Illustration by Manasvi Dotiyal

The Ticketmaster monopoly scams with outrageous prices that we all fall for unknowingly.

Asiyah Ally, News Editor

There’s nothing like a live concert experience. It’s something many music fans dream of.
But it seems only select groups of people get to enjoy this experience as live concert tickets are becoming increasingly difficult to find and afford.
This is because Ticketmaster, the world’s largest ticket marketplace, controls more than 80 percent of the live concert market. With this power, Ticketmaster has been accused of manipulating prices and intentionally deceiving customers.
When buying tickets, fans can expect a service charge as high as 75 percent of the original ticket price, according to Investopedia. Ticketmaster also uses dynamic pricing, which means it can manipulate ticket prices based on demand.
Senior Gunnar Black feels live ticket selling websites have a tendency to exploit eager fans.
“I definitely think that ticket sellers are taking advantage of people by up charging them so much for the tickets,” Black said.
The added costs to already expensive tickets makes Black believe that artists can do more to help with the issue.
“I feel for the most part it’s good to support artists through buying their tickets,” Black said. “But also I think mainstream artists don’t need to be charging so much because they already made it and they’re rich. They should be doing their part by giving back to the fans that created their careers.”
Some fans may not even get as far as actually buying a ticket as Ticketmaster withholds around 90 percent of artists’ tickets for secondary markets, such as credit card companies, radio stations and fan clubs. This means there are a limited number of tickets for fans, who are then forced to buy from other even more expensive services.
This includes the resale market. If customers want to sell their tickets, they can do so on Ticketmaster.
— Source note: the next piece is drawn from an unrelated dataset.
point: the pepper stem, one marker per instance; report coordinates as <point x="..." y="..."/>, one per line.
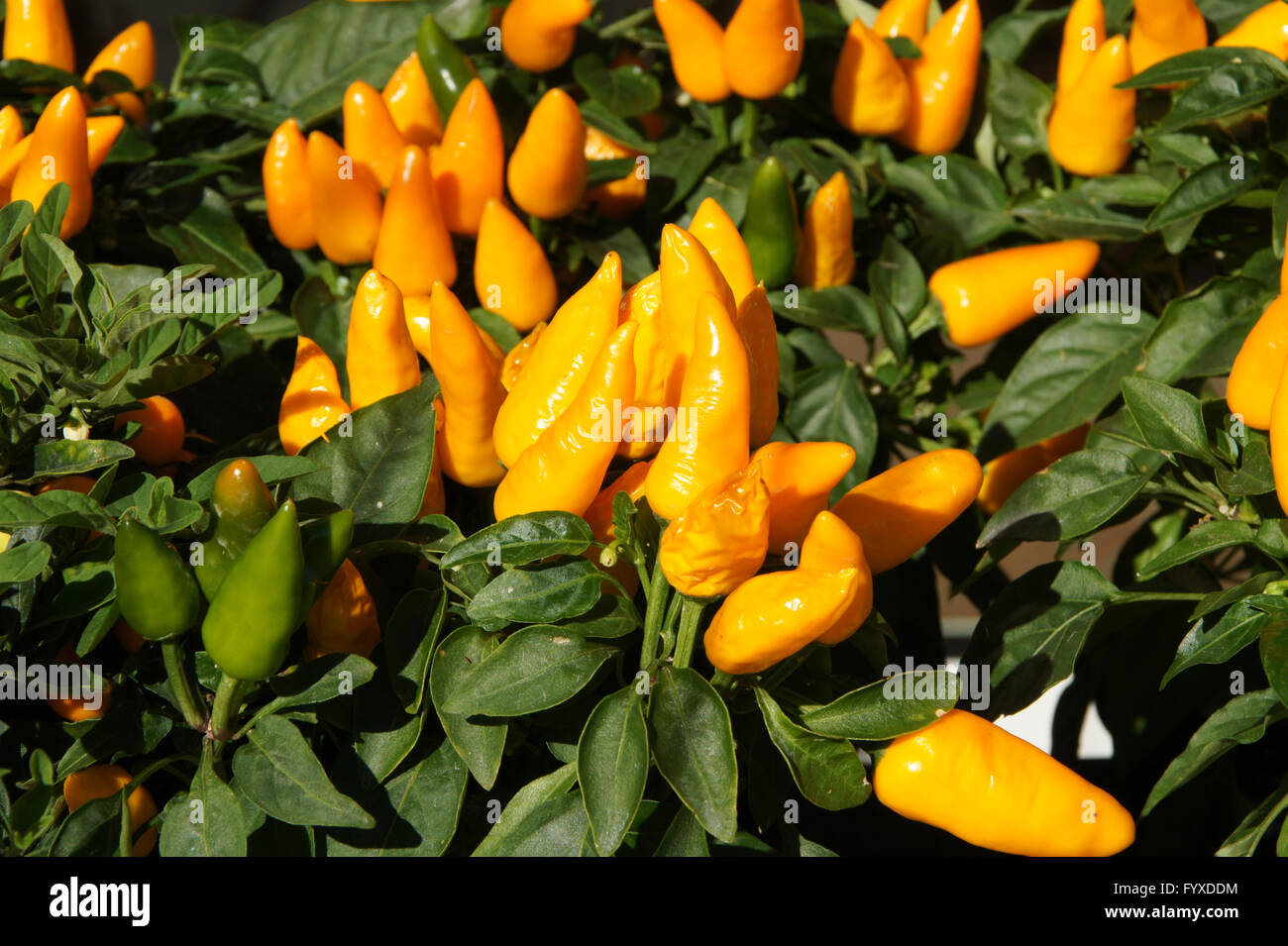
<point x="183" y="686"/>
But Ticketmaster charges fees for the resale of tickets, hiking up costs more.
Whether it is a resale ticket or not, junior Ria Shivashankar thinks Ticketmaster’s pricing is unfair.
“The fact that they are more expensive than the actual tickets sometimes is actually crazy,” Shivashankar said. “It’s basically a scam.”
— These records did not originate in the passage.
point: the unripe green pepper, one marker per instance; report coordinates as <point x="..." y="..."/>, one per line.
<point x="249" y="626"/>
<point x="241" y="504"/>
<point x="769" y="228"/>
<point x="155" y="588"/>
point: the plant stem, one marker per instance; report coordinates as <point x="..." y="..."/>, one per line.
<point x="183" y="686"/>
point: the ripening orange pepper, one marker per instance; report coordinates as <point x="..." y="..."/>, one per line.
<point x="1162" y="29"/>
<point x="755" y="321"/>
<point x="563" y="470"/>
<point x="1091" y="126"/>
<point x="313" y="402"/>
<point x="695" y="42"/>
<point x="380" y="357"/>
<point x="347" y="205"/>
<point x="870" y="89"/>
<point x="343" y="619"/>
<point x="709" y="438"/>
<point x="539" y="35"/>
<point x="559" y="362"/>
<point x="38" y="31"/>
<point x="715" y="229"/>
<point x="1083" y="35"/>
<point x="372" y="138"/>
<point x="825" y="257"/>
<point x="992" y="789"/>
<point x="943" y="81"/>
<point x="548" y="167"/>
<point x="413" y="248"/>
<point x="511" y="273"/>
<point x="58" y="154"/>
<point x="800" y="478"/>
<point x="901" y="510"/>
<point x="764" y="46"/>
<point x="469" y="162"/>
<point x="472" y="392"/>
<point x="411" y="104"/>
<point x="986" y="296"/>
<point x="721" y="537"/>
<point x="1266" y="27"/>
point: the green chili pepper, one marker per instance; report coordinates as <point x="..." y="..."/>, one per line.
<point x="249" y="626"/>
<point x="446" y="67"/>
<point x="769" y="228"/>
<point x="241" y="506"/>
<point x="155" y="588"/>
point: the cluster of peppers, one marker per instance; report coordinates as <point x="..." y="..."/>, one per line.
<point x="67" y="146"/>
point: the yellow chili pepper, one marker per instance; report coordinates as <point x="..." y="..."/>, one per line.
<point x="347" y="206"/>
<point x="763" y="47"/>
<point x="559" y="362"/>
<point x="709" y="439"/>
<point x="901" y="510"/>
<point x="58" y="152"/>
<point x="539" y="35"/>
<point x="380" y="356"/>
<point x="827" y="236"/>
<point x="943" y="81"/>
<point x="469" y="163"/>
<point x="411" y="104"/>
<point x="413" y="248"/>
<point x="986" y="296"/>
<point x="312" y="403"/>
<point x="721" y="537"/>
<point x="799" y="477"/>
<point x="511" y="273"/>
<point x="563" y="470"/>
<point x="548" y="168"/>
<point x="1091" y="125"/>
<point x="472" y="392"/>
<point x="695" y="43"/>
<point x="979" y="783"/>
Many fans find that it is nearly impossible to buy tickets through other services because most artists are legally required to use Ticketmaster.
The problem got worse in 2010 when Ticketmaster merged with Live Nation Entertainment, which operates live music events and venues. Since Ticketmaster and Live Nation merged, they control 70 percent of the live events market. Artists can do little to avoid using Ticketmaster as venues as where they perform can require ticket sales through Ticketmaster.
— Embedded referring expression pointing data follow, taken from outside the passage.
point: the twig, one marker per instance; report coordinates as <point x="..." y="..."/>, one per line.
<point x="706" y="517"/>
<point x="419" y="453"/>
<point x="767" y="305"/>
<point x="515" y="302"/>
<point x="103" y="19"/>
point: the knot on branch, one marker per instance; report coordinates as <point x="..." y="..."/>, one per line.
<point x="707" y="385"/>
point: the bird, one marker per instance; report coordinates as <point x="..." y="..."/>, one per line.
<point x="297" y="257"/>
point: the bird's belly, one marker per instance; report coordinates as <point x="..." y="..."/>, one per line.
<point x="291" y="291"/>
According to Time Magazine, lawmakers are proposing legislation that would change the business practices of Ticketmaster. The federal government recognizes that its merge with Live Nation gives the company too much control over the live entertainment industry.
In the meantime, there are few solutions to combat the Ticketmaster monopoly. Fans can search secondary markets or try sites such as SeatGeek and StubHub.
“I buy tickets through other websites like StubHub,” junior Addison Erridge said. “Ticketmaster is just ridiculous with their pricing.”

The only way this unfair system can be stopped is if congress intervenes and passes legislation that will dismantle the control Ticketmaster, and Live Nation, has on the industry.